NFS File Share Unresponsive in Storage Cluster.
One of the NFS file shares which is hosting the www static content present on the storage cluster was taking a long time to load the files available on it. This caused the static content to be unavailable on the Atlas web page, the LIR Portal and the RPKI Dashboard.
(all times in UTC)
(May 3, 2024 4:41 AM) Alert from atlas.ripe.net since none of the members were active.
(May 3, 2024 5:20 AM) Investigation points to a fault with the underlying hardware cluster.
(May 3, 2024 6:50 AM) Identified the specific hardware and isolated the server which was hosting the affected file share.
(May 3, 2024 7:18 AM) Maintenance mode is enabled on the isolated host to prevent any recurring disruption.

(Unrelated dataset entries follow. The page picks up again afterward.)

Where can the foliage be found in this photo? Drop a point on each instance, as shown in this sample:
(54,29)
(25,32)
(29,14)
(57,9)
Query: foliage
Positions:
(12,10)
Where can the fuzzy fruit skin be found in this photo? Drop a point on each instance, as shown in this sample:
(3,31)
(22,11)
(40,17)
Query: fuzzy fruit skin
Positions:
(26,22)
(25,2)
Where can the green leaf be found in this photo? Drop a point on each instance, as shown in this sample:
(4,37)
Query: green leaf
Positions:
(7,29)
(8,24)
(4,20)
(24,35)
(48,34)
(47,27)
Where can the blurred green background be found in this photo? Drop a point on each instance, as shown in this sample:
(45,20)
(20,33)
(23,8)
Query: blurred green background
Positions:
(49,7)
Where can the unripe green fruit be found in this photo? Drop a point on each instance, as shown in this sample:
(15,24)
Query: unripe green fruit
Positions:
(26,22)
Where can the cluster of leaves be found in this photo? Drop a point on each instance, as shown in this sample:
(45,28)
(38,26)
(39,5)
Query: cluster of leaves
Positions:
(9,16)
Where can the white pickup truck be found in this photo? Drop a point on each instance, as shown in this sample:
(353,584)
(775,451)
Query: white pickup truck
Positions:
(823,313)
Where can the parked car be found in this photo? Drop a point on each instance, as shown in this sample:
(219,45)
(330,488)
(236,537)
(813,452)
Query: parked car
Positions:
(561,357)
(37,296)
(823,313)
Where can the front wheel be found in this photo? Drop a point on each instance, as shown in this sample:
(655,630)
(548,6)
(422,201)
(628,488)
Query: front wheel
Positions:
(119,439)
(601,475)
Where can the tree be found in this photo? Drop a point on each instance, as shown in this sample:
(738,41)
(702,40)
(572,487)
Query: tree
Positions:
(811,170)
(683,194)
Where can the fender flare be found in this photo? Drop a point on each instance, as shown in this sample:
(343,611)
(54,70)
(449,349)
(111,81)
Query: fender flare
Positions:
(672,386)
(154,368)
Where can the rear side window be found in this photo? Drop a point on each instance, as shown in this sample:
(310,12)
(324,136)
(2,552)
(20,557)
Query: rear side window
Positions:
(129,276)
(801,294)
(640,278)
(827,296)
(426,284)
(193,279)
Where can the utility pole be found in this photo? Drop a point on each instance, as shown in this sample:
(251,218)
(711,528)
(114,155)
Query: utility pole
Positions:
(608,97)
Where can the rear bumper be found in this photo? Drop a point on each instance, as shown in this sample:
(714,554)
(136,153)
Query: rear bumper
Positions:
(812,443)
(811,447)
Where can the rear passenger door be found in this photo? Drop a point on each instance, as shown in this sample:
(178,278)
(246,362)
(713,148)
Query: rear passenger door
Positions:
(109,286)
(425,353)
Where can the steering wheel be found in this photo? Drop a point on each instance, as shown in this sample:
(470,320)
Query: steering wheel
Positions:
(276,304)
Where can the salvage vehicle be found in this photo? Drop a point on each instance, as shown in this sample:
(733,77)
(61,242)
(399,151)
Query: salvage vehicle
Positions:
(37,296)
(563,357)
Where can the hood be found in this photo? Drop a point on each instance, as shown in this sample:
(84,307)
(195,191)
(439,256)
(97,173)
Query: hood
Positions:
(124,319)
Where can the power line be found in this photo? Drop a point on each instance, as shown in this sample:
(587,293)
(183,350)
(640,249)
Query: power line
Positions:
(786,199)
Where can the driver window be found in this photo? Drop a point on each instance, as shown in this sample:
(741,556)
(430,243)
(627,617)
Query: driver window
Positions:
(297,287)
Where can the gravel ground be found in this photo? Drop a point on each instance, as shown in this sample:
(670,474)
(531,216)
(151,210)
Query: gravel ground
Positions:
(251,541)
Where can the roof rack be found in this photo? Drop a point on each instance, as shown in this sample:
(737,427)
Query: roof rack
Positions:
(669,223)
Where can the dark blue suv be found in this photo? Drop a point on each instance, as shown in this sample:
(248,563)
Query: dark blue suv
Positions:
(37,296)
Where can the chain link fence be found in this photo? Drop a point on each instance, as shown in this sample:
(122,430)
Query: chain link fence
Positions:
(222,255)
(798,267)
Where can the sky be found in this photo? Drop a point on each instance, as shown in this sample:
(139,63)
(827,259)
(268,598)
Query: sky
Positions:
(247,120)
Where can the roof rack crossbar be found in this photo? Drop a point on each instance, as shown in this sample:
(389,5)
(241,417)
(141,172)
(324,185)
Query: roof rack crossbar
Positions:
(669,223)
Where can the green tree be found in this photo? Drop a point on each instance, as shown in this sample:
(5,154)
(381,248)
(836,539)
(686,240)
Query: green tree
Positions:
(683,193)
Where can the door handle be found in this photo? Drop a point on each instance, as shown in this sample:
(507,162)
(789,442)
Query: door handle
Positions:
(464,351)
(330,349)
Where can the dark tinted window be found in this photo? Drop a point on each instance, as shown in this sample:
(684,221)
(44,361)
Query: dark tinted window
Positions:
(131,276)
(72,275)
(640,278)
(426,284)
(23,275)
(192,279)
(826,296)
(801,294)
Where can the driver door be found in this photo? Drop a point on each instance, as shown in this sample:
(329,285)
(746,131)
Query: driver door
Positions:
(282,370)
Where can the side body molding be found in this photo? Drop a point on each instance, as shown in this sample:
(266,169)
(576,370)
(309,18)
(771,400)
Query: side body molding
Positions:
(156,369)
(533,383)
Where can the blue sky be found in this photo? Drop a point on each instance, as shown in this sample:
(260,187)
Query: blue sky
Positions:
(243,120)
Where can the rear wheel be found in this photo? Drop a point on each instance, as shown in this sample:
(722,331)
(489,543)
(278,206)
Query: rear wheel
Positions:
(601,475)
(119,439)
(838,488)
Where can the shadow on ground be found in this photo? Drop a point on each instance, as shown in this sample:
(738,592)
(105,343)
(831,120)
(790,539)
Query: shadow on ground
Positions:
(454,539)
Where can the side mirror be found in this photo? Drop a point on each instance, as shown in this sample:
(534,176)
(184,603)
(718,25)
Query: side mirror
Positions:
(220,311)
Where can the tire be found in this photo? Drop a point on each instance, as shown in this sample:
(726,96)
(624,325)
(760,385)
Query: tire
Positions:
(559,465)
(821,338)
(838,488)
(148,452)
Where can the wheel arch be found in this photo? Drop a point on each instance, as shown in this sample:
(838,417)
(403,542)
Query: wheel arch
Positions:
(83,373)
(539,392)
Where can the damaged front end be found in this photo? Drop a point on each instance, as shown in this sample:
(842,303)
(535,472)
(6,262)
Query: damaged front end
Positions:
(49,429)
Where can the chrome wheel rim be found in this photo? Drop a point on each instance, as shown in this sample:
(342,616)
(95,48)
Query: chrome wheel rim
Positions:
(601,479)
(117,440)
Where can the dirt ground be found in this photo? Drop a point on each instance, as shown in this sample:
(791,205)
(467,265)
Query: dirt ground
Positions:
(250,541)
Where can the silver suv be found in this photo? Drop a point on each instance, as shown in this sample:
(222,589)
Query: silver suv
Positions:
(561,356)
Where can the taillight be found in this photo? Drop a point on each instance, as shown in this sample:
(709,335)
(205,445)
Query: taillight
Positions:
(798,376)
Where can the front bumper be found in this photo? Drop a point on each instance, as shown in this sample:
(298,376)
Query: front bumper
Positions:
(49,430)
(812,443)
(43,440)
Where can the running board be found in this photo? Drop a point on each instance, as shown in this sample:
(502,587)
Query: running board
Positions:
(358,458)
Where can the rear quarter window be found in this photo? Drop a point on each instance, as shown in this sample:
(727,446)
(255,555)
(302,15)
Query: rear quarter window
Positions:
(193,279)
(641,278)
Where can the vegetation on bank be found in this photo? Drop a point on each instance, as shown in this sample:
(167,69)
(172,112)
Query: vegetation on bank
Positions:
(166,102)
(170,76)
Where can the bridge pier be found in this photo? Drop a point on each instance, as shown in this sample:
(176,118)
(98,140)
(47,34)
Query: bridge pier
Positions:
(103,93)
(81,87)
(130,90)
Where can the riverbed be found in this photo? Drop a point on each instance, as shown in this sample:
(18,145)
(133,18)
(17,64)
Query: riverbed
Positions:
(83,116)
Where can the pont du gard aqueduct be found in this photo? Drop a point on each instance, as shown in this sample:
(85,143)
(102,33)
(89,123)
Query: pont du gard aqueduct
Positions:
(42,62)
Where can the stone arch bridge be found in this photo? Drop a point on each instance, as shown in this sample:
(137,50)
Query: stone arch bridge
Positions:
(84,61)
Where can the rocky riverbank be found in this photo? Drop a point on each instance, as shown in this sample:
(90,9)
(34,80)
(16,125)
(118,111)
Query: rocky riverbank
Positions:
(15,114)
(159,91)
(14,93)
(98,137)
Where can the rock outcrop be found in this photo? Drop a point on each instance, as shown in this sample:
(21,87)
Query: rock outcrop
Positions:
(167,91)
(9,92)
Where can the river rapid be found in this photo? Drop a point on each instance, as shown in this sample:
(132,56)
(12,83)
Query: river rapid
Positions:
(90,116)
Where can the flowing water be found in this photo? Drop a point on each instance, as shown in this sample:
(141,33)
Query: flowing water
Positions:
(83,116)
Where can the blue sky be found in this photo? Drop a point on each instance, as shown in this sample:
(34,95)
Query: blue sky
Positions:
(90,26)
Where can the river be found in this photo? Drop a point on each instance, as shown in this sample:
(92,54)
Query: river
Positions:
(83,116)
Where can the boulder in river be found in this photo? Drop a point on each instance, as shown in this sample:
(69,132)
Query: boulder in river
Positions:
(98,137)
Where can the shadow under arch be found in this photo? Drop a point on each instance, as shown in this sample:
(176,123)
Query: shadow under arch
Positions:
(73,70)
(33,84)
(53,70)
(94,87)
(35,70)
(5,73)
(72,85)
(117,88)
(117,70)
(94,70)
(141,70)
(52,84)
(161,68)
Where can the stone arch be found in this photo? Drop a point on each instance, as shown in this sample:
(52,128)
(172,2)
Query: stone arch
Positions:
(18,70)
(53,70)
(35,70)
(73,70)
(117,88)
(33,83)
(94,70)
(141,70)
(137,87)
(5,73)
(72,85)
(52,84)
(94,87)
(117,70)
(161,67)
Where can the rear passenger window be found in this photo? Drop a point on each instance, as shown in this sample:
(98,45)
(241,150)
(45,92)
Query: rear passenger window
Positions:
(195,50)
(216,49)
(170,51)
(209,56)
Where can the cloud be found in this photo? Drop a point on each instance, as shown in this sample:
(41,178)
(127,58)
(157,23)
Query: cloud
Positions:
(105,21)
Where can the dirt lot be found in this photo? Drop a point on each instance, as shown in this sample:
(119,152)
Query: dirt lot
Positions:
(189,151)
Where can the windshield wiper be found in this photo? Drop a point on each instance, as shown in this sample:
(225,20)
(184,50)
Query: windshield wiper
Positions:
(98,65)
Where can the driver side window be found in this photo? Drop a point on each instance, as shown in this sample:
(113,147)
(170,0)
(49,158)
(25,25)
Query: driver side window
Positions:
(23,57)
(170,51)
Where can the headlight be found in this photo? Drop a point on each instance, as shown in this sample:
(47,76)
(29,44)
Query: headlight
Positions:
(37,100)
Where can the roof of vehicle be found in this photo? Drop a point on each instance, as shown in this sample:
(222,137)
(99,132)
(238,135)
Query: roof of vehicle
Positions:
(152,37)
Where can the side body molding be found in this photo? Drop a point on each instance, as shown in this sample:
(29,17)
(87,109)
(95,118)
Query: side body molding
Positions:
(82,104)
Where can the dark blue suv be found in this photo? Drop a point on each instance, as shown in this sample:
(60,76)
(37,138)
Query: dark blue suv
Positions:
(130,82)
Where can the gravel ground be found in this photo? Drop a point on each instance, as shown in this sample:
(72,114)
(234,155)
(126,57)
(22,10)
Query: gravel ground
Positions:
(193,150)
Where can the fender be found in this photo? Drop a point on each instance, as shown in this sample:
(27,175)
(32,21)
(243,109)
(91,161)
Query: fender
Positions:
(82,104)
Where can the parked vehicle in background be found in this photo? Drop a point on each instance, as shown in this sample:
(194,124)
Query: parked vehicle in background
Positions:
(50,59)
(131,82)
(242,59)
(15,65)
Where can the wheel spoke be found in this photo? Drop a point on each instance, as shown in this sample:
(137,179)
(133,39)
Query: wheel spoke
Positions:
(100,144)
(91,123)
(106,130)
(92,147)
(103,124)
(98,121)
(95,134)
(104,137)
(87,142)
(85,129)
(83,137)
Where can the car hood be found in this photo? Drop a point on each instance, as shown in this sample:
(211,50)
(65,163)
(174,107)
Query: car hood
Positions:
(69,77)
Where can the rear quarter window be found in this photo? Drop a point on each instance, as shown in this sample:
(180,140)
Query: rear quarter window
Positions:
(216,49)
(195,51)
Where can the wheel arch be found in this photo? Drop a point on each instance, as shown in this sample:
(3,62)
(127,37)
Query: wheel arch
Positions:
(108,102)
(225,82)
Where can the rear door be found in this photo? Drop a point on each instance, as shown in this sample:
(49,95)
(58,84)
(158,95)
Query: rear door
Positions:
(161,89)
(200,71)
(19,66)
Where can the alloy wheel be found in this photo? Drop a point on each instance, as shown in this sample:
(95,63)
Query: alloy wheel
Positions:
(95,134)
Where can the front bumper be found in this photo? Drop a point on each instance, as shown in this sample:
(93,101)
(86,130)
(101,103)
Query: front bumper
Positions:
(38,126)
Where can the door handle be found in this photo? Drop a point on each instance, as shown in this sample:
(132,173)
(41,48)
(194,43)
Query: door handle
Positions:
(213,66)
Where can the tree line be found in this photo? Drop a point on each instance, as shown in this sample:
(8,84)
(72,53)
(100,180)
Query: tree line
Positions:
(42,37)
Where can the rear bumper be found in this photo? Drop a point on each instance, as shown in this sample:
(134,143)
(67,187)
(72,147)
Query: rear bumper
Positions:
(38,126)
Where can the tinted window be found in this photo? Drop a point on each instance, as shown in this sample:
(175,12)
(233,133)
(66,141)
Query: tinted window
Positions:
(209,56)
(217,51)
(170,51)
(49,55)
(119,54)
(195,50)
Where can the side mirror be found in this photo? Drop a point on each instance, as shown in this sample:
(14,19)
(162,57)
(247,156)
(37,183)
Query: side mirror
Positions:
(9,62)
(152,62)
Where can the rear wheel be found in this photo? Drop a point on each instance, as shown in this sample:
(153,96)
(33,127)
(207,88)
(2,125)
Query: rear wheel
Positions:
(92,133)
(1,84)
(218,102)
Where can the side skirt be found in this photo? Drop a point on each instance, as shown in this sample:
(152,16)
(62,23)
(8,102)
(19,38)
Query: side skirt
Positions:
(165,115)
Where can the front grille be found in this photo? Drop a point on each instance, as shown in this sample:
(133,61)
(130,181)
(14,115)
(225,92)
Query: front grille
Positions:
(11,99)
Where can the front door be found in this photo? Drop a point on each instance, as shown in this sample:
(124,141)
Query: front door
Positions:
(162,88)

(May 3, 2024 7:40 AM) Alert closed as all members are back online and static content is available. IT opens a case with the vendor to investigate the issue further.
An ESXi host experienced a hardware issue which caused the file share to become unresponsive. The issue is being investigated with our supplier.
The affected host was placed into Maintenance Mode to facilitate the migration of all Virtual Machines to a different host. Additionally, the NFS share was migrated to ensure accessibility of static content. Following these migrations, the issue ceased, and static content became available.